El proceso que comúnmente denominamos "fuego" es una combustión, que es la íntima unión de tres elementos: Oxígeno (presente en el aire que respiramos, Calor, y un elemento combustible.
El fuego sólo puede iniciarse y Lugo proseguir contando con la presencia de estos trees componentes:
• Combustible en cantidad suficiente
• Una determinada cantidad de oxígeno
• Calor
Un ejemplo cotidiano donde claramente se identifican estos componentes es cuando hacemos fuego para el asado, el elemento combustible es la leña o el carbón, la fuente de calor la proporcionan fósforos o un encendedor, y el oxígeno presente en el aire completan el "triángulo".
Analizando este ejemplo veremos claramente como interactúan los elementos y como lograr su control y extinción.
COMBUSTIBLES
Se encuentran en tres estados; Sólido, Líquido y Gaseoso
Los materiales sólidos más combustibles son los de naturaleza celulósica, tales como madera, papel, cartón, etc.
Los líquidos inflamables son utilizados en diversas actividades y su empleo negligente es la causa de lesiones e incendios.

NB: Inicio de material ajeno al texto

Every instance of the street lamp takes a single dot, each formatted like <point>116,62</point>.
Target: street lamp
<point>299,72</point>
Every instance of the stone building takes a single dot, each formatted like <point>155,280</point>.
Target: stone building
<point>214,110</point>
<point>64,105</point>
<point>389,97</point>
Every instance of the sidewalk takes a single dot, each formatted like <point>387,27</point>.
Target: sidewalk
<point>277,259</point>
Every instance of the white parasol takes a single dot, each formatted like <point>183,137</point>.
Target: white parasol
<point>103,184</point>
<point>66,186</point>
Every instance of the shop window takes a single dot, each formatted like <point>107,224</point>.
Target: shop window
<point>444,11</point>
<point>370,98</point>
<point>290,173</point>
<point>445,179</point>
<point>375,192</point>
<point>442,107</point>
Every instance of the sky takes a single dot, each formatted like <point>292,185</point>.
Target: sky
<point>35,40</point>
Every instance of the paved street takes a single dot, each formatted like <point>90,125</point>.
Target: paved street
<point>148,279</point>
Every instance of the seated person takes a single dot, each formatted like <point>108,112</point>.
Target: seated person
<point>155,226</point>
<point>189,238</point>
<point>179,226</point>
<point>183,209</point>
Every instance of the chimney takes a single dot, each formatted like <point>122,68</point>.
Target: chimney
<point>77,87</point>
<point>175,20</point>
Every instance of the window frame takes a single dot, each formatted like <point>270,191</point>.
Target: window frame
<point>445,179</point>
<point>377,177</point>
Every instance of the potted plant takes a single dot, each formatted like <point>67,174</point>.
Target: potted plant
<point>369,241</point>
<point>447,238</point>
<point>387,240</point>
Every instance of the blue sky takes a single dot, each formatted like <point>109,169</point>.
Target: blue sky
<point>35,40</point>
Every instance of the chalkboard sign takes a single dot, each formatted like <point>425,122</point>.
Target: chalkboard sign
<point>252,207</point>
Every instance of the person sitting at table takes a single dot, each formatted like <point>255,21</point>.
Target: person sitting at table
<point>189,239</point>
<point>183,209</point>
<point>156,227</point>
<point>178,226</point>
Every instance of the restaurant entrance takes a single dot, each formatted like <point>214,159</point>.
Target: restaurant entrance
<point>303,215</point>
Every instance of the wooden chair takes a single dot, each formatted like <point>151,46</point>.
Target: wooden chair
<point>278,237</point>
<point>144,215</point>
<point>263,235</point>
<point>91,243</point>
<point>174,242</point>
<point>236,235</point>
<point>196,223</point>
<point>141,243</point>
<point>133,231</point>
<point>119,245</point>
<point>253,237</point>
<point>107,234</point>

Contrariamente a lo que se cree, estos líquidos no arden, lo que arden son los vapores que de ellos se desprende, tales vapores son, por lo general, más pesados que el aire, y pueden entrar en ignición (encenderse) a una distancia considerable desde son emitidos (por ello las precauciones a tener en cuenta en estaciones de servicio).
Existe una gran variedad de líquidos inflamables, tales como nafta, bencina, kerosene, alcohol, thinner, aguarrás, etc.
Los gases inflamables más comunes son el hidrógeno, el acetileno, el butano, el propano.
Es importante destacar que el fuego produce gases, muchos de los cuales son combustibles (véase productos de la combustión)
EXTINCION
Como ya hemos expuesto anteriormente, hay tres factores fundamentales que deben hallarse presentes para iniciar y mantener una combustión; Combustible, Oxígeno y Calor.
De acuerdo a lo expuesto, podemos afirmar que suprimiendo uno o más elementos del "triángulo" podemos lograr el control, dando lugar a los métodos básicos de extinción.
1) Eliminación del combustible.
Algunos ejemplos prácticos de este método es el procedimiento de "limpieza" en incendios forestales, retirando los combustibles que aun no han sido alcanzados por las llamas, el cierre de llaves de paso de suministro de gas, retirar envases o embalajes de un local, etc.
2) Eliminación del oxígeno.
Es el hecho de desplazar o reducir la proporción de oxígeno que necesita el material en combustión. Un error frecuente que se comete en los incendios en estructuras es ventilar el recinto "para que entre aire" y posibilitar la salida del humo aun cuando no han arribado el personal de bomberos, enriqueciendo y favoreciendo la propagación de las llamas.
3) supresión del calor.
El agente extintor por naturaleza es el agua, posee una alta capacidad de absorción del calor por enfriamiento,; al mismo tiempo, el vapor que se desprende de ella por acción del calor logra un considerable poder de sofocación.
Otra forma de extinción, compleja en su explicación, es la interrupción de la reacción en cadena, generada a niveles químicos del fuego, la cual se logra con la utilización de extintores de polvo químico seco.